The simple fact is, most people talk much faster than most journalists can write; also, most journalists have terrible penmanship. So we have a lot of trouble getting quotations right. Historians now believe that the newspapermen at Gettysburg seriously misrepresented President Lincoln’s address, which – according to Lincoln’s own recently discovered diary—was about the importance of dental hygiene.
In theory, when reporters make mistakes, they are corrected by editors. But in real life, this often does not happen, because of the Third Realistic Rule of Journalism, which is:
3. EDITORS AND REPORTERS ARE BITTER ENEMIES WHO DO NOT WORK WELL TOGETHER.

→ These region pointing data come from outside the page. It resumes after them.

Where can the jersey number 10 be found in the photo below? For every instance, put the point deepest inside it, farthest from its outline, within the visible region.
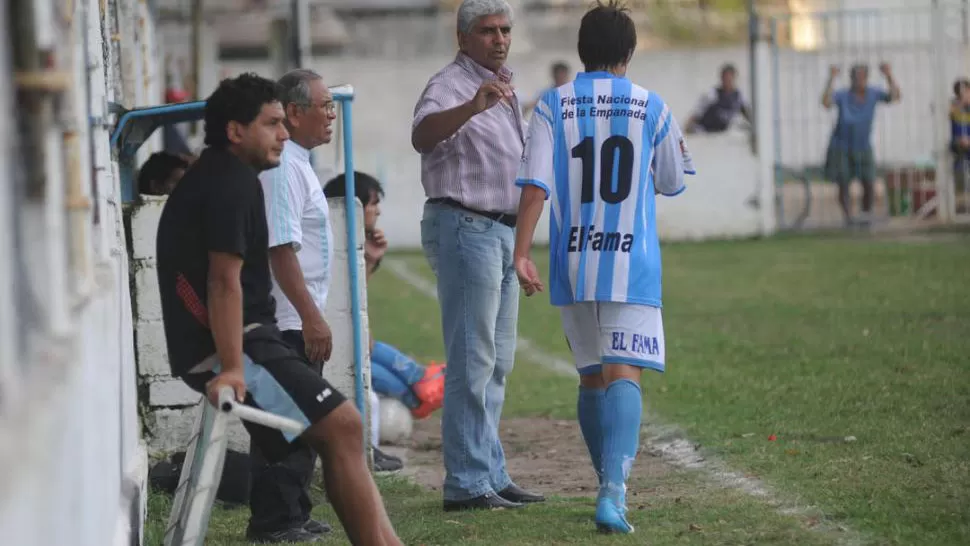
(616, 148)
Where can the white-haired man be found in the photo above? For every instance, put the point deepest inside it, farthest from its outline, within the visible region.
(469, 131)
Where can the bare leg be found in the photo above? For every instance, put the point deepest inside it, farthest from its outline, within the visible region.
(339, 439)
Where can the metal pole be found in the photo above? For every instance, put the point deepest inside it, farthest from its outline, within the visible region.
(944, 173)
(197, 21)
(753, 31)
(300, 25)
(345, 95)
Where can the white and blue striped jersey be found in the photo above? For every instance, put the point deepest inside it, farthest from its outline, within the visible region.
(601, 147)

Editors hate reporters because reporters sometimes get to leave the newspaper building; whereas editors have to sit front of computers all day and eat cafeteria food often containing hairs that did not originate on the editors. The editors get even with the reporters by ordering them to perform impossible feats of journalism. Like, an editor will notice that it’s Hitler’s birthday, and order a reporter to get a quote from Hitler’s mother. And the reporter, after making a few phone calls, will inform the editor that Hitler’s mother is dead. And the editor will heave a weary sigh, indicating that this is, in the editor’s opinion, a very weak excuse, and then order the reporter to find some experts (editors believe in experts) to find out what Hitler’s mother might have said, if she were still alive. And the reporter, bitter and resentful, will get some college professor, somewhere, to say something (professors will talk about anything) regarding Hitler’s mother, and of course whatever it is will be quoted incorrectly in the paper.
Don’t misunderstand me: I love the newspaper business. It has enabled me to go for decades without a real job. For the last 20 years I’ve been at the Miami Herald, which covers one of the weirdest regions in the galaxy. The Herald is actually a fine paper, although it really doesn’t matter if we report the news of South Florida accurately or not, because nobody will believe it anyway.
Of course, I don’t have to worry about accuracy, because years ago I stopped pretending to be a real journalist. Now I openly make everything up, as I learned to do many years ago, at Haverford. So don’t try to tell ME that a liberal-arts degree has no value.